A Survey of Seasonal-Based Movie Recommendations Using Machine Learning through a Hybrid Approach with User Interest in the various OTT Platform

Year : 2024 | Volume :11 | Issue : 01 | Page : –
By

    B. Sriram

  1. PG Student, Department of Artificial Intelligence and Data Science, Sri Manakula Vinayagar College of Engineering and Technology, Puducherry, India

Abstract

No matter their age, gender, race, color, or region, everyone enjoys watching films particularly during festival season. We are all, in the most basic sense, connected to one another through this beautiful medium, but what really grabs notice is the fact that, regardless of how unique our choices and combinations are in terms of picture show preference, one thing remains constant.
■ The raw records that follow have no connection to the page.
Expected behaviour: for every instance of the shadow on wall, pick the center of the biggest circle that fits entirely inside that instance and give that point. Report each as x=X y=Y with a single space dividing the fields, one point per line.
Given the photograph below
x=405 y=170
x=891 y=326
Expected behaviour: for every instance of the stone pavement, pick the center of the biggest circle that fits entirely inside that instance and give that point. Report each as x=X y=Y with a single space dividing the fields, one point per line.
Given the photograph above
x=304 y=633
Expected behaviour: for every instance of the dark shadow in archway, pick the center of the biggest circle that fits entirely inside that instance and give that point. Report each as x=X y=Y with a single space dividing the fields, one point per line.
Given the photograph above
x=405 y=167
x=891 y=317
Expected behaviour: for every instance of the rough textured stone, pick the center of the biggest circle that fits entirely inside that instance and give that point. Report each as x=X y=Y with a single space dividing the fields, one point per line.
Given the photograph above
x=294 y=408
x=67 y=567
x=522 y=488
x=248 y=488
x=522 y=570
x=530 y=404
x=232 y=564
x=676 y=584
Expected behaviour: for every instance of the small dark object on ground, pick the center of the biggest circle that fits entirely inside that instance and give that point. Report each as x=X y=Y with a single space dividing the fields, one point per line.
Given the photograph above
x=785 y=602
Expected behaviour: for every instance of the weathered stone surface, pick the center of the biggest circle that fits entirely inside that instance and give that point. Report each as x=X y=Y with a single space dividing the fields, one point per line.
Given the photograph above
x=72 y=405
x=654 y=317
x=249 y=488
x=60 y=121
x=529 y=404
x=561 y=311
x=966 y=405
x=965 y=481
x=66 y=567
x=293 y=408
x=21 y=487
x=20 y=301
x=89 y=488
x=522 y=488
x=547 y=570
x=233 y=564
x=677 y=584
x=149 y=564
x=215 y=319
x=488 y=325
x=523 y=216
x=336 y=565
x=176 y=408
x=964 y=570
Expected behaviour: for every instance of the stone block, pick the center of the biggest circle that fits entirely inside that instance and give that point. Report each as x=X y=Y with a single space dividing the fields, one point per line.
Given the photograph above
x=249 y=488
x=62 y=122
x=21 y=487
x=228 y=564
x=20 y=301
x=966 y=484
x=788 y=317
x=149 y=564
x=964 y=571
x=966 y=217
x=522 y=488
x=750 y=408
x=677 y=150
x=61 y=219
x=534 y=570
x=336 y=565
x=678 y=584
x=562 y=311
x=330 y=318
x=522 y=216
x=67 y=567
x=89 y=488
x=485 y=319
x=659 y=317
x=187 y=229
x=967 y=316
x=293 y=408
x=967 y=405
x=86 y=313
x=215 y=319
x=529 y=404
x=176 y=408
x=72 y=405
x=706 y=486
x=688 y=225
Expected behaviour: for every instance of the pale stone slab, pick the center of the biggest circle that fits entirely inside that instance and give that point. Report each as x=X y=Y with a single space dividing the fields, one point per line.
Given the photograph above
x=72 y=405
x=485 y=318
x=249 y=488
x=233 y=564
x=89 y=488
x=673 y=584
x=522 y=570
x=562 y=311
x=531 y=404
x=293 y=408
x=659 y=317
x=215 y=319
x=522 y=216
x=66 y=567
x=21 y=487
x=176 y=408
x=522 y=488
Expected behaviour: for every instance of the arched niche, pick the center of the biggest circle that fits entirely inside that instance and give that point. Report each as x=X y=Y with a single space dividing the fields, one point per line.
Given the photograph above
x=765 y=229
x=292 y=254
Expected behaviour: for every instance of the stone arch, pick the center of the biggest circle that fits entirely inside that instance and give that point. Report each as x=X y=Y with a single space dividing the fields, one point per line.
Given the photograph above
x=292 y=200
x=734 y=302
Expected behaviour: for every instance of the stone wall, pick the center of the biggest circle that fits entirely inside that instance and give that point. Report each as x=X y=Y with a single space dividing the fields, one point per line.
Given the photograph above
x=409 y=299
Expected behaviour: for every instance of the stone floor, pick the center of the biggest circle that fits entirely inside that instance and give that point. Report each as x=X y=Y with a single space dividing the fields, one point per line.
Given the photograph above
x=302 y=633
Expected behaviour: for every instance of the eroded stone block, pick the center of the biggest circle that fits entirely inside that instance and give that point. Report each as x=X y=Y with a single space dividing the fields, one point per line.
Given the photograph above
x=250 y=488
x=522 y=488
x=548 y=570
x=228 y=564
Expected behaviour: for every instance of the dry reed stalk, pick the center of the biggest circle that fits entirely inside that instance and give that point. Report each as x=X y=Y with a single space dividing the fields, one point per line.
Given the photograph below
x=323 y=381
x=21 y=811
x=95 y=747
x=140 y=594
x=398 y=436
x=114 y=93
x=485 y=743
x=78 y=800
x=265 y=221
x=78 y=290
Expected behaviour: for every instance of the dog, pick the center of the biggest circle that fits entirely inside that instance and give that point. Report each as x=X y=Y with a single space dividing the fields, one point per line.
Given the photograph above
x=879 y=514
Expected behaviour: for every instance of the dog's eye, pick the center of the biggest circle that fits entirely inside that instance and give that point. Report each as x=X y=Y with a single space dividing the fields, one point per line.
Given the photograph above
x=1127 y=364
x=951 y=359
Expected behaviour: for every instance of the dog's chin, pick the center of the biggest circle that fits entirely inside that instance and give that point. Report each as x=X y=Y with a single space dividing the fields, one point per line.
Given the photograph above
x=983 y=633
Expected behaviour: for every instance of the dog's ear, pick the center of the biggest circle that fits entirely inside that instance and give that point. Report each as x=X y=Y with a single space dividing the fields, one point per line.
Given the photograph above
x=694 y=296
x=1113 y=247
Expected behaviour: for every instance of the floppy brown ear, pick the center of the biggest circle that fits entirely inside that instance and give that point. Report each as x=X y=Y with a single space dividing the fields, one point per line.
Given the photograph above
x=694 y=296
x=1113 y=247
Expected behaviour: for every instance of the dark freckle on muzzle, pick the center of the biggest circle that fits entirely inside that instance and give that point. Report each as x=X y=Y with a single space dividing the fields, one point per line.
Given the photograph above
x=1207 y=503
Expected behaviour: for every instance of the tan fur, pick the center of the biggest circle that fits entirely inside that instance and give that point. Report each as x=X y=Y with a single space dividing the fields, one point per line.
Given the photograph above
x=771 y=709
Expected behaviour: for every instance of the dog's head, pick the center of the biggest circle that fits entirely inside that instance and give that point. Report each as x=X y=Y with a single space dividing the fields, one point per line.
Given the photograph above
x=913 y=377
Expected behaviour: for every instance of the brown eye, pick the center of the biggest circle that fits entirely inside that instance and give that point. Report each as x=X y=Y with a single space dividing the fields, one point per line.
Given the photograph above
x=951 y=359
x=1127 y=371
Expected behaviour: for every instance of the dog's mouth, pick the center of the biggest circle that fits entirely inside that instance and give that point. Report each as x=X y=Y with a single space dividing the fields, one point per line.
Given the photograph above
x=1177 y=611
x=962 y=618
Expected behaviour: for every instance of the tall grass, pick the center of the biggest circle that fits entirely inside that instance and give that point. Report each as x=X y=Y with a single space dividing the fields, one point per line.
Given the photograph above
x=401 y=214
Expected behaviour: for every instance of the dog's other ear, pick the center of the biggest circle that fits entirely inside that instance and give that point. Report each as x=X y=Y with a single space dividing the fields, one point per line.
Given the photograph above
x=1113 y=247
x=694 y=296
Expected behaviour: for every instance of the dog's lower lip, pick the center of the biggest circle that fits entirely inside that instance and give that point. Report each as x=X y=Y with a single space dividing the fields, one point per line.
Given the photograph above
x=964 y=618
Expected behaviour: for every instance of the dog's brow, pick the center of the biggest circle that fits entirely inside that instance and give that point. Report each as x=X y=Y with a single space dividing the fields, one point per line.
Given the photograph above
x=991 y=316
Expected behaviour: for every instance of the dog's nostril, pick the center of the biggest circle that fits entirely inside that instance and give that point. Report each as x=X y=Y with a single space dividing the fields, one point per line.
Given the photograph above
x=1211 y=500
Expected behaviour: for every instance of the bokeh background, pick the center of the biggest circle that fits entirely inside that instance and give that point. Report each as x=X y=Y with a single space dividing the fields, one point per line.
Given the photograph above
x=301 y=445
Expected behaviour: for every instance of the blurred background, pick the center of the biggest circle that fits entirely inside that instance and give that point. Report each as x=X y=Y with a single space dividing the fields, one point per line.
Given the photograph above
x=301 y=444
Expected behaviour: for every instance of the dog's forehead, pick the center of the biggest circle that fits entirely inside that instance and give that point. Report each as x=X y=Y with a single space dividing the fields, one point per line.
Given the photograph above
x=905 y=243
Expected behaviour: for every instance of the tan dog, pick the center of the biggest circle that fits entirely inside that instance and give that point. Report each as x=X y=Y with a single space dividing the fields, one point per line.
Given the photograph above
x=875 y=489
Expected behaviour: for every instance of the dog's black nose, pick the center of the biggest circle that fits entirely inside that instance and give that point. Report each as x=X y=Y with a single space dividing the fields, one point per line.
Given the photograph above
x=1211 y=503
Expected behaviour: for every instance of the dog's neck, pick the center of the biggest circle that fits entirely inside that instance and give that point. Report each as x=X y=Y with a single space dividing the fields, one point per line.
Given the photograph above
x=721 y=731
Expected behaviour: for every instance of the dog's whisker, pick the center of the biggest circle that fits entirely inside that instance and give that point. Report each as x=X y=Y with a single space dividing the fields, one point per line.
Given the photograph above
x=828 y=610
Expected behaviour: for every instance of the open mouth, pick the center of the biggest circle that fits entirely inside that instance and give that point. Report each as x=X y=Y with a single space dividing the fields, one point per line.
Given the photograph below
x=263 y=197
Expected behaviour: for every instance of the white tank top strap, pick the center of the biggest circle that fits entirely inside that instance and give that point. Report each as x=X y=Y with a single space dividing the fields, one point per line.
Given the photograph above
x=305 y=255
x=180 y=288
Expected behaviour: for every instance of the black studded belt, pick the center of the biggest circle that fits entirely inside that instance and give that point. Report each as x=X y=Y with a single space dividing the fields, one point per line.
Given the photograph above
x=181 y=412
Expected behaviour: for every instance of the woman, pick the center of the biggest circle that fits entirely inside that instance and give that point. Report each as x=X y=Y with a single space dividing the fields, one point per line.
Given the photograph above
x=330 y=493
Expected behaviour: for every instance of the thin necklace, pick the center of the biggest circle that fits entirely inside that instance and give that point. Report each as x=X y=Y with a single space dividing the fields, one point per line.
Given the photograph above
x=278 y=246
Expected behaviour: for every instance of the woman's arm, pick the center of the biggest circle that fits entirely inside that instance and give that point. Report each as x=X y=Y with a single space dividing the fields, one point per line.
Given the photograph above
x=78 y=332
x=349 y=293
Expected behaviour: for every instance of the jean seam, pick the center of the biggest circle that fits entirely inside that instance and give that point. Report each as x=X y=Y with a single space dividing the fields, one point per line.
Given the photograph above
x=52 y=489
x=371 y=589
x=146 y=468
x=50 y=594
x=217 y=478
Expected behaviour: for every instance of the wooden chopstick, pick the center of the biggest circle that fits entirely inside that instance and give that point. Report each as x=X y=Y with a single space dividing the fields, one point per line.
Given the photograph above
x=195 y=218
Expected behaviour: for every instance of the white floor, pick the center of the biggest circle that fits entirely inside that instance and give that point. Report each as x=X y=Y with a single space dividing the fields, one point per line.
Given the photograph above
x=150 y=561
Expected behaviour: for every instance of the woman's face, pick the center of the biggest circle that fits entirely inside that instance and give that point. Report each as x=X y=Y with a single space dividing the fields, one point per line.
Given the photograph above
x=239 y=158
Certain people have a preference for certain types of movies, such as romance, sci-fi, or thrillers. Others focus on lead actors and administrators, in contrast. Having said that, a certain segment of the public continues to enjoy seeing such films. In this paper, the recommendation towards seasonal based such as Christmas eve, New year, Valentine’s Day, Independence Day, Halloween, etc., using hybrid approach with user interest in the various OTT (over-the-top) platform.

Keywords: Recommendation System, Seasonal, Hybrid Approach, OTT Platform

[This article belongs to Journal of Multimedia Technology & Recent Advancements(jomtra)]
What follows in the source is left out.